11. Henry Allan, Arthur Henri Christiaan Briët, Paulus Philippus Rink and Ernest Durand were fellow students at the academy in Antwerp. According to the files of the Koninklijke Academie, the first three took the ‘Life’ course in the winter of 1885-1886, Durand took the ‘Antique Statues’ course. Livens was enrolled for both classes, Van Gogh only for the latter (Antwerp, Bibliotheek Koninklijke Academie. Register 1885-1891, inv. no. 289). While Van Gogh was in Antwerp, Briët was living at number 20 Korte Beeldekensstraat, in other words just around the corner from him.
12. From letter 718 it emerges that Van Gogh exhibited work at the paint merchant Julien Tanguy’s shop and with the art dealers Pierre Firmin Martin and Georges Thomas. We do not know who the fourth dealer was; it may have been the courtier dealer Alphonse Portier, who lived in the same building as Theo and Vincent. See Welsh-Ovcharov 1976, p. 20 and exhib. cat. Paris 1988, pp. 338-343.
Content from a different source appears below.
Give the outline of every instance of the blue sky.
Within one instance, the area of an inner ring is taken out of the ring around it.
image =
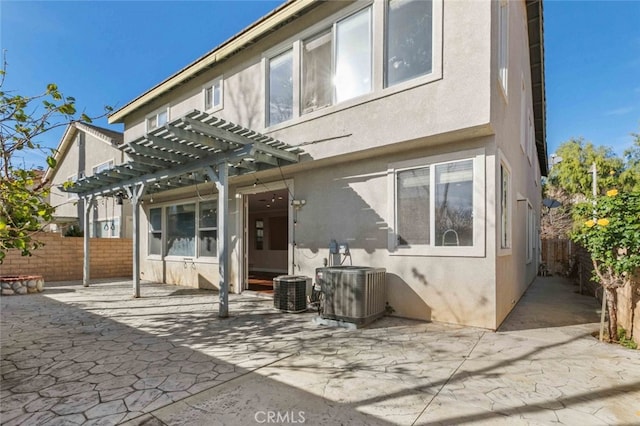
[[[281,1],[0,2],[4,90],[22,95],[55,82],[77,106],[119,107]],[[546,1],[549,153],[571,137],[619,154],[640,132],[640,1]],[[107,126],[106,119],[96,124]],[[122,130],[121,127],[115,127]],[[62,131],[42,137],[55,147]],[[25,157],[24,165],[43,165]]]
13. The works acquired through exchanges up to this point probably included Frank Myers Boggs, Honfleur harbour (with the dedication ‘à l’ami Vincent’) and Coal barges on the Thames (with the dedication ‘A son ami Vincent’); Cristóbal de Antonio, Portrait of a young woman (with the dedication ‘A mon ami Vincent’), John Peter Russell, Seated female nude, and Vincent van Gogh [1310] (inscribed ‘Amitié’), and Fabian, View from Montmartre (all Amsterdam, Van Gogh Museum). We do not know whether all these artists also had works by Van Gogh, but we do know that Russell had Shoes (F 332 / JH 1234). See cat. Amsterdam 2011 for the works that Van Gogh may have exchanged.
[650] [1310] [654] [655]
14. The period (or periods) when Van Gogh worked at Cormon’s studio has been the subject of debate. We agree with Van Tilborgh, who argued that this must have been in the months immediately after Van Gogh’s arrival in Paris (early March to early June 1886). See – also for a summary of previous points of view and of literature: Van Tilborgh 2007. The studio was at 104 boulevard de Clichy, in the 18th arrondissement (see Destremau 1997).
15. Isabella Adriana de Duerwaerder, the widow of Theodor Jacques van Roosmaelen, lived at 25 Mutsaardstraat (district 2) in Antwerp and was a ‘shopkeeper in artists’ materials’. Various English and Scottish students at the Antwerp Academy were registered as lodging at this address in the 1880-1893 period. On 6 March 1893, Mrs van Roosmaelen moved to number 16 Blindenstraat in Antwerp, near the entrance to the Academy. See SAA, Civil registration and Alick P.F. Ritchie, ‘L’Academie Royale des Beaux-Arts d’Anvers’, The Studio 1 (1893), pp. 141-142.